Journalist detained for 8 days over photo dispute

On April 16, 2009, police in Yaoundé, the capital of Cameroon, arrested James Mbouma, deputy managing editor of the weekly L’indépendant, in connection with a legal dispute over ownership of photographs he published.

In a complaint, Mbouma’s former employer, Gilbert Avang, who runs the bimonthly Depêche du Cameroun, accused L’indépendant of publishing photographs that belonged to his newspaper. Mbouma denied that the photos belonged to his old paper.

The photographs showed property belonging to Ibrahim Talba Malla, director of an agency that regulates oil prices, according to Mbouma’s lawyer, Elame Vonny. While at Depêche du Cameroun, Mbouma had begun investigating Malla’s assets, but resigned after an argument with Avang before publishing the story, according to L’indépendant Managing Editor Richard Max Mbossoh Mpandjo.

On April 24, Jean Bosco Esso, public prosecutor for the Ekounou district in Yaoundé, dismissed the charges and released Mbouma. According to Mpandjo, a legal dispute over the photos was expected to continue in court, with a potential countersuit by L’indépendant on the grounds of “abusive detention.”
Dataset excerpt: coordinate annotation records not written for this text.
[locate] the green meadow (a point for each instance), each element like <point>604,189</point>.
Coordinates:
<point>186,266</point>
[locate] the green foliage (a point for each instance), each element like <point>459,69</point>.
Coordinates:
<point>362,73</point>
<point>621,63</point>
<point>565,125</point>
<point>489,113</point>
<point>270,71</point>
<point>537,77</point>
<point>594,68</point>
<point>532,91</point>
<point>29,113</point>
Two days before the police arrest, military intelligence agents in Yaoundé detained Mbouma in connection with a series of articles about the military, in particular a March 16 story headlined “Uneasiness in the armed forces,” according to Mpandjo and other local journalists. Mpandjo told CPJ that officers questioned the journalist for seven hours over the sources of the stories, and they also searched Mbouma’s residence without warrant.